No meio dessa cena de transformações, a televisão, outrora o principal meio de entretenimento e informação, também se reinventou. Das sombras do passado, emergiu como um veículo de conexão global. Programas transmitidos via satélite alcançavam lares ao redor do mundo, criando uma comunidade global de telespectadores. A televisão, que um dia refletia a realidade em preto e branco, agora irradiava cores vivas e informações instantâneas.

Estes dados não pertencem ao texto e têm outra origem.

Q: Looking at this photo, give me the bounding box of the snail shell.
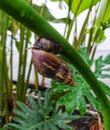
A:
[32,48,75,86]
[33,37,63,54]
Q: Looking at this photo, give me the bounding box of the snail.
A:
[33,37,63,54]
[32,49,75,86]
[31,37,75,86]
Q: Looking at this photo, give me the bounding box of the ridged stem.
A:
[0,0,110,130]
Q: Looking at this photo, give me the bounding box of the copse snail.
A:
[33,37,63,54]
[31,38,75,86]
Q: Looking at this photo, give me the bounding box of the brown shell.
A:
[33,37,63,54]
[32,49,74,86]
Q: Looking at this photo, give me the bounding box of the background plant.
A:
[0,0,110,128]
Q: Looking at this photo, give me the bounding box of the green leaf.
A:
[32,4,69,23]
[65,0,99,16]
[6,91,77,130]
[94,55,110,78]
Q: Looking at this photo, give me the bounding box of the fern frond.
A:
[6,91,77,130]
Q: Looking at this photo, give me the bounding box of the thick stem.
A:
[0,0,110,130]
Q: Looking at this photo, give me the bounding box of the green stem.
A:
[17,25,25,100]
[0,0,110,130]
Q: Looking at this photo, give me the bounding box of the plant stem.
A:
[0,0,110,130]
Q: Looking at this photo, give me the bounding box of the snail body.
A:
[31,38,75,86]
[32,49,74,86]
[33,37,63,54]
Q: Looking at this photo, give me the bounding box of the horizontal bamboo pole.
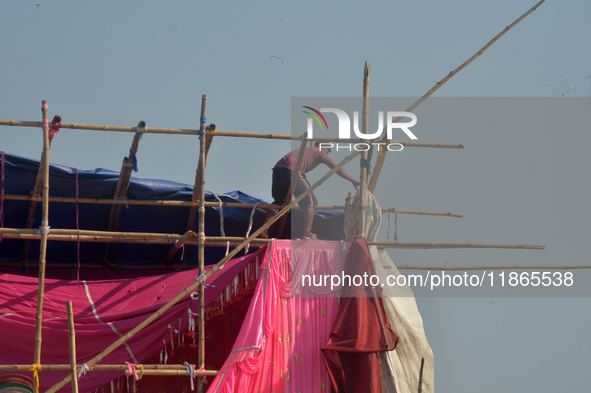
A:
[4,194,464,218]
[0,228,545,250]
[396,265,591,270]
[0,228,197,243]
[0,228,271,247]
[0,364,218,376]
[0,120,464,149]
[367,242,546,250]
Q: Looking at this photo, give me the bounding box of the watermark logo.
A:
[302,106,418,151]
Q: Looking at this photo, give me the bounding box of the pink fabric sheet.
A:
[0,248,266,392]
[208,240,345,393]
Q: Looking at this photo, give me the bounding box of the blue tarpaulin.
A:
[0,154,344,272]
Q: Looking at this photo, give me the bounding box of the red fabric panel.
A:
[0,247,266,392]
[322,239,398,393]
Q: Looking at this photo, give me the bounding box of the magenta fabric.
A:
[0,247,267,392]
[322,239,398,393]
[208,240,345,393]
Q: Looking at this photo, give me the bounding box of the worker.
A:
[271,142,361,240]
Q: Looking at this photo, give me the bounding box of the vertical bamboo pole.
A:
[277,134,308,239]
[357,61,371,237]
[33,101,49,393]
[66,301,78,393]
[105,120,146,265]
[197,94,207,393]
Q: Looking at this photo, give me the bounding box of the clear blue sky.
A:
[0,0,591,393]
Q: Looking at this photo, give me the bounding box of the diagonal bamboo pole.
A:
[368,0,545,193]
[33,101,49,393]
[46,146,359,393]
[105,120,146,266]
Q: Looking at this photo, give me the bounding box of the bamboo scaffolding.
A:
[20,136,51,271]
[66,301,78,393]
[0,228,197,244]
[368,0,545,193]
[4,194,464,218]
[367,242,546,250]
[0,231,544,250]
[33,101,49,393]
[0,120,464,149]
[46,146,359,393]
[277,134,313,237]
[357,61,371,237]
[197,94,208,393]
[0,364,218,379]
[105,120,146,266]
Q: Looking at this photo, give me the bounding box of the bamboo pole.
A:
[171,112,216,266]
[33,101,49,393]
[357,61,371,238]
[46,147,359,393]
[4,194,464,218]
[0,228,197,243]
[396,265,591,270]
[0,230,544,250]
[0,364,218,379]
[277,134,313,238]
[367,242,546,250]
[105,120,146,266]
[0,120,464,149]
[66,301,78,393]
[368,0,545,193]
[197,94,207,393]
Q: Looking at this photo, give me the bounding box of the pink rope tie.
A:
[195,365,205,377]
[125,362,143,381]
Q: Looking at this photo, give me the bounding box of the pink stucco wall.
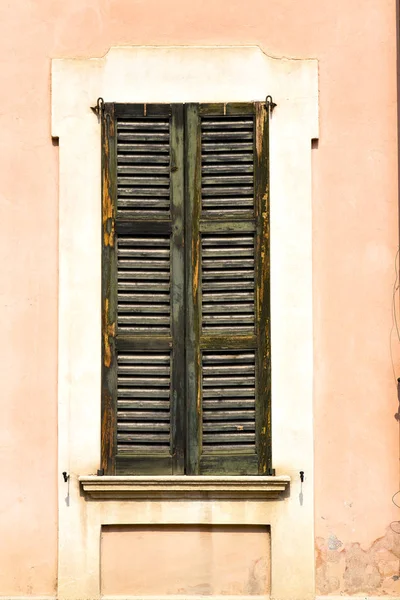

No entanto, as mudanças não se limitaram às estradas de asfalto e às telas de LED. A ascensão dos computadores trouxe consigo uma nova revolução, uma que ocorria nos bastidores, nos fluxos invisíveis de dados. A cidade ganhou um coração digital, batendo com a promessa de uma era de informações e conectividade. Aos poucos, os becos escuros deram espaço para os pixels brilhantes das telas, e a noite passou a ser iluminada por uma luz diferente:
Com a internet vieram as redes sociais, uma teia de relações que se estendia virtualmente por todo o planeta. A cidade que um dia conheceu o silêncio agora ecoava com conversas digitais, curtidas, compartilhamentos e hashtags. O mundo inteiro estava a apenas um clique de distância. A intensidade da conexão constante, a pressão das aparências online, tudo isso deixou marcas nas almas antes humanas.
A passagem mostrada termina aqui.